Dalam puluh keduaku
Kau datang merangkai sebuah buku
Buku yang kau karang untuk melengkapiku
Memberi pinta padaku untuk membentuk huruf-huruf
menjadi padu
“Penuh Kejutan” ya, itulah dirimu. Awal ku
mengenalmu segalanya tentang definisi hidupku berubah, kebaikan-kebaikan yang
kau tawarkan memberikanku kabar baik. Setiap yang kau suka akupun menyukainya
entah karena angin apa hati ini ingin saja berhembus ke setiap jalur hidupmu. Menapak
bersama pijakanmu.
Aku merasa bodoh, tanpa
berpikir panjang ingin membuat sebuah jeda di antara kita, semuanya terjadi
begitu saja. Dan tanpa kusadari, tanpa berpikir panjang. Memberi Jarak Pada Cinta.
Membuat Ruang Sendiri. Atau sejenis dengan aku ingin tahu sebesar apa aku
merindukanmu, sekuat apa aku tak mendengar kabarmu, seberapa jumlahnya aku
membutuhkanmu.
Saat aku mencoba menguji seberapa besar sebuah
kata benda yang dinamakan "Rindu" tapi sedikit condong ke arah kata
sifat atau kata kerja buatku, entahlah. aku dengan tiba-tiba amat merindukanmu.
Merindukan sepasang bola mata yang hanya dengan menatapku seperti mampu
menghapus semua rasa sakit yang pernah ada karena benar "you are my best medicine ever". Aku dengan
tiba-tiba teramat merindukanmu.

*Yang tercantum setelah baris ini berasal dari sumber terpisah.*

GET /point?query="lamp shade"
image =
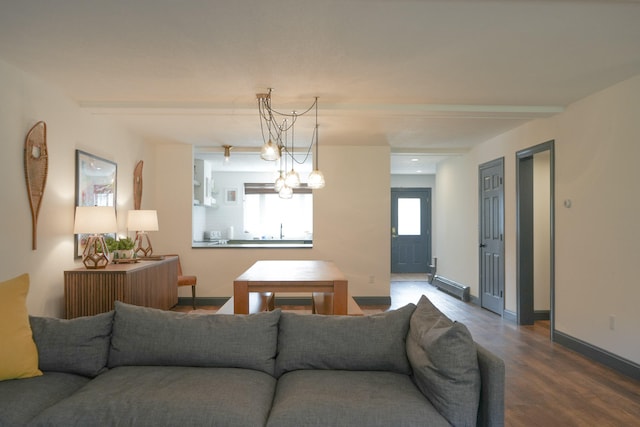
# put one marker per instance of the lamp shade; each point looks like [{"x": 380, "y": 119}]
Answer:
[
  {"x": 95, "y": 220},
  {"x": 142, "y": 220}
]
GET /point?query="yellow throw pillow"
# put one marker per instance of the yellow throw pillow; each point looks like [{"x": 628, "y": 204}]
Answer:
[{"x": 18, "y": 351}]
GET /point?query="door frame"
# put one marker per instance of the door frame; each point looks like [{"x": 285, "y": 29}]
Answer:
[
  {"x": 496, "y": 162},
  {"x": 427, "y": 218},
  {"x": 524, "y": 233}
]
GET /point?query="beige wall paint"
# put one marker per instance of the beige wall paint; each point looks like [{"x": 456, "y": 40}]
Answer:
[
  {"x": 351, "y": 222},
  {"x": 597, "y": 150},
  {"x": 25, "y": 101},
  {"x": 541, "y": 231}
]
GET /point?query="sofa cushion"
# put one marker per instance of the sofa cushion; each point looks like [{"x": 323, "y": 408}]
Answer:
[
  {"x": 21, "y": 400},
  {"x": 18, "y": 352},
  {"x": 167, "y": 396},
  {"x": 350, "y": 398},
  {"x": 77, "y": 346},
  {"x": 147, "y": 336},
  {"x": 368, "y": 343},
  {"x": 445, "y": 363}
]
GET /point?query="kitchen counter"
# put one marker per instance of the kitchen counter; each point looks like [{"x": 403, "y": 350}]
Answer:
[{"x": 253, "y": 244}]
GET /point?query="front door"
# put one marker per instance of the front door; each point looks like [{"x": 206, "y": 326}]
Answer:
[
  {"x": 410, "y": 230},
  {"x": 491, "y": 177}
]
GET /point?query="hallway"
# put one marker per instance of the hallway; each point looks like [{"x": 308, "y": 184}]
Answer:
[{"x": 546, "y": 384}]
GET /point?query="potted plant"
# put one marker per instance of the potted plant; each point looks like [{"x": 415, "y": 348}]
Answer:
[{"x": 121, "y": 249}]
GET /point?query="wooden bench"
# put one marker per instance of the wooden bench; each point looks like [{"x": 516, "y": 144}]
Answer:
[
  {"x": 322, "y": 303},
  {"x": 258, "y": 301}
]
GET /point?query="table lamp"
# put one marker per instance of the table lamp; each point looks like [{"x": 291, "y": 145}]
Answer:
[
  {"x": 95, "y": 221},
  {"x": 142, "y": 221}
]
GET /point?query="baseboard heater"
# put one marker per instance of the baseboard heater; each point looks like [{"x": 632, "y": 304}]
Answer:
[{"x": 452, "y": 288}]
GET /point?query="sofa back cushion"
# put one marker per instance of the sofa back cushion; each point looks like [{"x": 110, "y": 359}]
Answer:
[
  {"x": 76, "y": 346},
  {"x": 368, "y": 343},
  {"x": 445, "y": 363},
  {"x": 151, "y": 337}
]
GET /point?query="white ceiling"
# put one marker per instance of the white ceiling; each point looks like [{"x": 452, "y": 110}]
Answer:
[{"x": 422, "y": 76}]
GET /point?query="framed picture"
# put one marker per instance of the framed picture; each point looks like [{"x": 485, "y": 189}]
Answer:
[
  {"x": 96, "y": 185},
  {"x": 231, "y": 196}
]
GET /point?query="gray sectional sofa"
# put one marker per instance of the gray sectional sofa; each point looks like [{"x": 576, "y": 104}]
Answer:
[{"x": 137, "y": 366}]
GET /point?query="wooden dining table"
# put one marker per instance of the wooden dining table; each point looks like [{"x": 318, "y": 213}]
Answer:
[{"x": 291, "y": 276}]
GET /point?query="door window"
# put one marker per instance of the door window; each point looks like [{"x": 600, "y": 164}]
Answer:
[{"x": 409, "y": 217}]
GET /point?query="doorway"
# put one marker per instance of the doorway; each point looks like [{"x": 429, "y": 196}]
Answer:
[
  {"x": 491, "y": 246},
  {"x": 410, "y": 230},
  {"x": 535, "y": 267}
]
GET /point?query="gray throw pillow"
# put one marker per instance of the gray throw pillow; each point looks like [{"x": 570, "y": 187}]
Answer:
[
  {"x": 152, "y": 337},
  {"x": 445, "y": 363},
  {"x": 76, "y": 346},
  {"x": 367, "y": 343}
]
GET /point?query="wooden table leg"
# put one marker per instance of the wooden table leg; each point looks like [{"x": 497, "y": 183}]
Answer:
[
  {"x": 240, "y": 297},
  {"x": 340, "y": 296}
]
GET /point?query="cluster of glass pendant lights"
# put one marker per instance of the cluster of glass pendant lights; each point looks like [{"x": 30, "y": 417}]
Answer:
[{"x": 277, "y": 148}]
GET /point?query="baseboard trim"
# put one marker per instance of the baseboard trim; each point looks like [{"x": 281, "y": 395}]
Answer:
[
  {"x": 610, "y": 360},
  {"x": 510, "y": 316},
  {"x": 220, "y": 301},
  {"x": 452, "y": 288}
]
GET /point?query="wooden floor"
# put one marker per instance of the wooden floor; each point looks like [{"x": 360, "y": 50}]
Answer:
[{"x": 546, "y": 384}]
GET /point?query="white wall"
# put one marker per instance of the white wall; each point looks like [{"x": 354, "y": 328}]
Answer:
[
  {"x": 597, "y": 249},
  {"x": 352, "y": 217},
  {"x": 25, "y": 101}
]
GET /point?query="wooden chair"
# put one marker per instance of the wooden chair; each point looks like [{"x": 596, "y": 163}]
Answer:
[{"x": 187, "y": 281}]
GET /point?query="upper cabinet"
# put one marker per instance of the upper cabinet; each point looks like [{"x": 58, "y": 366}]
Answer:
[{"x": 204, "y": 189}]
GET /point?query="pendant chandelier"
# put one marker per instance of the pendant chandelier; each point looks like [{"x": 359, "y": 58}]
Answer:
[{"x": 276, "y": 145}]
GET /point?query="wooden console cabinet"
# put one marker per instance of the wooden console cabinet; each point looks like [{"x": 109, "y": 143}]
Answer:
[{"x": 145, "y": 283}]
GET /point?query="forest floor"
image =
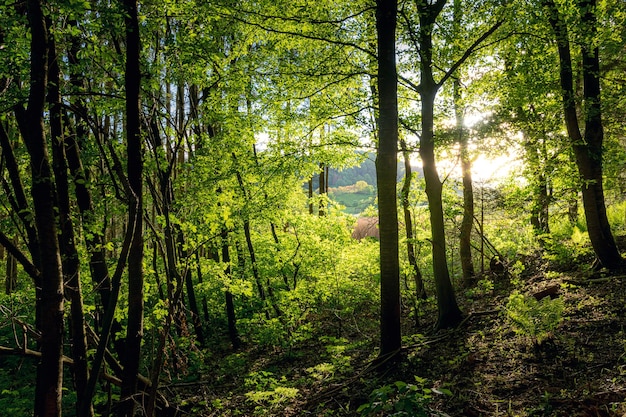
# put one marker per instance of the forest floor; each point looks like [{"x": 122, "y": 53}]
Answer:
[{"x": 482, "y": 368}]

Merindukan sebentuk bahu bidang yang hanya
dengan kusandari seperti mampu membuatku memiliki isi dunia. Aku dengan
tiba-tiba amat merindukanmu.Merindukan sebentuk pesan yang walaupun singkat
seperti mampu membuat hati ini terus kuat. Aku dengan tiba-tiba amat
merindukanmu. Merindukan sosok senyum sederhana tapi mempu membuatku mengingat
penciptanya.
Aku merindukan nasihat-nasihat
kecilmu untukku, nasihat lama yang tak pernah habis dimakan oleh zaman. Dan akupun
menyerah dan teringat “jangan mintaku tak mendengar kabarmu, karena itu bagaiku
menahan nafas, sedetikpun aku tak sanggup” kalimat pamungkas kita yang tak bisa
terelakkan. Dan aku merindu dengan amat sangat teramat.
“Karena dengan sekadar kamu ada, aku percaya segalanya
akan baik-baik saja.” –Ahimsa Azaleav.